All Products
Search
Document Center

E-MapReduce:Routine Load

Last Updated:Mar 26, 2026

Routine Load continuously ingests data from Apache Kafka into StarRocks on EMR. Once a load job is running, StarRocks polls the Kafka topic automatically — you control the job lifecycle with SQL statements (pause, resume, or stop).

Use Routine Load when you need a persistent, always-on ingestion pipeline from Kafka. If you need one-time bulk loading, use Stream Load or Broker Load instead.

How it works

Routine Load

Routine Load uses a two-tier scheduling model:

  1. Submit a load job to the frontend (FE) through any MySQL-compatible client.

  2. The JobScheduler splits the job into multiple tasks. Each task covers a specific subset of Kafka partitions.

  3. The TaskScheduler assigns each task to a backend (BE). The BE treats the task as a Stream Load job and writes data to StarRocks.

  4. After the task completes, the BE reports the result to the FE.

  5. The FE creates new tasks for the next batch, or retries failed tasks.
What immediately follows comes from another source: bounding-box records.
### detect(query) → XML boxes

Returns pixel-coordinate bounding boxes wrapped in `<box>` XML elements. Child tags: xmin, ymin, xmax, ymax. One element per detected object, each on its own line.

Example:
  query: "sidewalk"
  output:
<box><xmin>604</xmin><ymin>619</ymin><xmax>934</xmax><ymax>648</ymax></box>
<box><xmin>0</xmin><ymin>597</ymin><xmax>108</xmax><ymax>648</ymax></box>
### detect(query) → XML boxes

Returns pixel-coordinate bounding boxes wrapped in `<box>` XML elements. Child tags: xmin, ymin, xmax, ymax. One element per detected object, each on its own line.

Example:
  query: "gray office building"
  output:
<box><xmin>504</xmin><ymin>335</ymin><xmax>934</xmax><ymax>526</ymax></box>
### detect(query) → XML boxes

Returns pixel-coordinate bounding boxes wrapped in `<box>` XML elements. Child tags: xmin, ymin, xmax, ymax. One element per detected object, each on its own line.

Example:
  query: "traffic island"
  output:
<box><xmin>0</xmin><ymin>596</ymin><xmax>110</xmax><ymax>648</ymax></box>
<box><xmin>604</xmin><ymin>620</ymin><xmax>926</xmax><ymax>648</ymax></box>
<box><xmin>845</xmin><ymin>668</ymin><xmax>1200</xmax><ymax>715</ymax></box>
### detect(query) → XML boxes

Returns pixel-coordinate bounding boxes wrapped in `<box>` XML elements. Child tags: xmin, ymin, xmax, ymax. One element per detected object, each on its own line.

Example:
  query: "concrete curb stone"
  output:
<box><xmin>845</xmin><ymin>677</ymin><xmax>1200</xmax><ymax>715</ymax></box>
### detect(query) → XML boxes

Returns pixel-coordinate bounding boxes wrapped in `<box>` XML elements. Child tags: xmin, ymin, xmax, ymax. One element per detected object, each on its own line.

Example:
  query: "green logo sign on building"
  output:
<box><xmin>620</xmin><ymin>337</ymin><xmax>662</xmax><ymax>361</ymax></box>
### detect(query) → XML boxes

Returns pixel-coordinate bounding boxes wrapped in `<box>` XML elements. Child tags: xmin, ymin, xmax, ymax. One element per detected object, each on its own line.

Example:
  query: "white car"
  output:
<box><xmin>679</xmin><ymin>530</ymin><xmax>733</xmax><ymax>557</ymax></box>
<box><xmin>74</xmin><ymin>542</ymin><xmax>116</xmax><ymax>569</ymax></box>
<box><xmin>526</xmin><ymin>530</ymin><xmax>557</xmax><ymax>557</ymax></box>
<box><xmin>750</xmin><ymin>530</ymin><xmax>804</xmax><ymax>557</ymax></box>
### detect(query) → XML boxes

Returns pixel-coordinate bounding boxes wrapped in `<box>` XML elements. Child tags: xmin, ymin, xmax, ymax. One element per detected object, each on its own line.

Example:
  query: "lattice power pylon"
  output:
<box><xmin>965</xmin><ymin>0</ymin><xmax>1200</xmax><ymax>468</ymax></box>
  6. This cycle repeats continuously, keeping data flowing without interruption.

Key concepts

TermDescription
RoutineLoadJobThe load job submitted to the FE
JobSchedulerSplits a RoutineLoadJob into tasks based on configured rules
TaskA single unit of work derived from a RoutineLoadJob
TaskSchedulerSchedules task execution across backend nodes
Images and some information in this topic are from Continuously load data from Apache Kafka in the open-source StarRocks documentation.

Prerequisites

Before you begin, make sure:

  • Kafka version is V0.10.0.0 or later

  • The Kafka cluster uses no authentication or SSL authentication (other authentication types are not supported)

  • Messages are in CSV or JSON format — the Array type is not supported

  • For CSV: each message is one line; the line must not end with a line feed character

Quick start

This example shows how to create a Routine Load job that reads from a local Kafka cluster.

1. Create the load job

CREATE ROUTINE LOAD routine_load_wikipedia ON routine_wiki_edit
COLUMNS TERMINATED BY ",",
COLUMNS (event_time, channel, user, is_anonymous, is_minor, is_new, is_robot, is_unpatrolled, delta, added, deleted)
PROPERTIES
(
    "desired_concurrent_number"="1",
    "max_error_number"="1000"
)
FROM KAFKA
(
    "kafka_broker_list"= "localhost:9092",
    "kafka_topic" = "starrocks-load"
);

2. Verify the job is running

SHOW ROUTINE LOAD FOR load_test.routine_load_wikipedia;

Look for State: RUNNING in the output. If the state is NEED_SCHEDULE, wait a moment and run the command again — the job transitions to RUNNING shortly after scheduling completes.

Create a load job

Syntax

CREATE ROUTINE LOAD [database.][job_name] ON [table_name]
    [COLUMNS TERMINATED BY "column_separator" ,]
    [COLUMNS (col1, col2, ...) ,]
    [WHERE where_condition ,]
    [PARTITION (part1, part2, ...)]
    [PROPERTIES ("key" = "value", ...)]
    FROM KAFKA
    [(data_source_properties1 = 'value1',
    data_source_properties2 = 'value2',
    ...)]

Run HELP ROUTINE LOAD; to view the full syntax reference.

Parameters

Required parameters

ParameterDescription
job_nameName of the load job. Must be unique within a database. Typically formatted as a timestamp plus table name. Optionally prefix with the database name: database.job_name.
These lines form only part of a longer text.